A snapshot captures a point-in-time view of the DB at the time it’s created. Snapshots do not persist across DB restarts.
API Usage
- Create a snapshot with the
GetSnapshot()
API. - Read from a snapshot by setting
ReadOptions::snapshot
. - When finished, release resources associated with the snapshot by calling
ReleaseSnapshot()
.
Implementation
Flush/compaction
Representation
A snapshot is represented by a small object of SnapshotImpl
class. It holds only a few primitive fields, like the seqnum at which the snapshot was taken.
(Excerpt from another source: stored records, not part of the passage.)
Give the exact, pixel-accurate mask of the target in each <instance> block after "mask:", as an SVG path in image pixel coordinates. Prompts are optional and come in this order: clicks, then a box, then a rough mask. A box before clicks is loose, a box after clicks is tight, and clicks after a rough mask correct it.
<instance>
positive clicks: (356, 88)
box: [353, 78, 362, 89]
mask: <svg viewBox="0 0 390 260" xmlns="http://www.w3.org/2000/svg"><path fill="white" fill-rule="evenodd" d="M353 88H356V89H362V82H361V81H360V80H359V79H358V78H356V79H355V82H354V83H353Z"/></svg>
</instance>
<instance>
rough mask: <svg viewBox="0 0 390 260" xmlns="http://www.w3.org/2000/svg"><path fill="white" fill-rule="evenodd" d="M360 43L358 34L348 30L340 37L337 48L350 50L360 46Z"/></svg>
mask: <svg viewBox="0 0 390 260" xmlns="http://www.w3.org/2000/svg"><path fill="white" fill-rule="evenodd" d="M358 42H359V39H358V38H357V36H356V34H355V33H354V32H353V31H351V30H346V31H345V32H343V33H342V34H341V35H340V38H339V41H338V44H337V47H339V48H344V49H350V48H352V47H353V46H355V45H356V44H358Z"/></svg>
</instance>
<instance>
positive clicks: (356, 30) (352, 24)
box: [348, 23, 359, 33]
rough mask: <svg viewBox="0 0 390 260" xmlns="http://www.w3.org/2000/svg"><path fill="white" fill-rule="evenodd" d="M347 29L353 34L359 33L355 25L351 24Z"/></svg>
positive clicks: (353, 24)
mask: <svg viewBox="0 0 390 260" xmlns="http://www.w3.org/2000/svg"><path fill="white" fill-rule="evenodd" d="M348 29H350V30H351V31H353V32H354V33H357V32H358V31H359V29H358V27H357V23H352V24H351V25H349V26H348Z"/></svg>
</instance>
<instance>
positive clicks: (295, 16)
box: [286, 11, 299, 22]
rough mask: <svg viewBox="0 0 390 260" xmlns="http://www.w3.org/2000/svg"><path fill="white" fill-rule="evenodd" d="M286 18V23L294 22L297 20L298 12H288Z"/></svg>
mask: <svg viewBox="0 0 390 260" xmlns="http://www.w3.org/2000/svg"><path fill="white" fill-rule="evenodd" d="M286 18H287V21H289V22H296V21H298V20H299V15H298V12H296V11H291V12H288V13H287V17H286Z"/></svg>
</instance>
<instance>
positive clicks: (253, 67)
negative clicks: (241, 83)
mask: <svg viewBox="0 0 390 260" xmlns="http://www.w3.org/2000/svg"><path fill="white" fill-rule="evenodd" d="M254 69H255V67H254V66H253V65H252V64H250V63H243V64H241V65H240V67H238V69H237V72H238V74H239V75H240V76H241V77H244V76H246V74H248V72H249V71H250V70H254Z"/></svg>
Snapshots are stored in a linked list owned by DBImpl
. One benefit is we can allocate the list node before acquiring the DB mutex. Then while holding the mutex, we only need to update list pointers. Additionally, ReleaseSnapshot()
can be called on the snapshots in an arbitrary order. With linked list, we can remove a node from the middle without shifting.
Scalability
The main downside of linked list is it cannot be binary searched despite its ordering. During flush/compaction, we have to scan the snapshot list when we need to find out the earliest snapshot to which a key is visible. When there are many snapshots, this scan can significantly slow down flush/compaction to the point of causing write stalls. We’ve noticed problems when snapshot count is in the hundreds of thousands.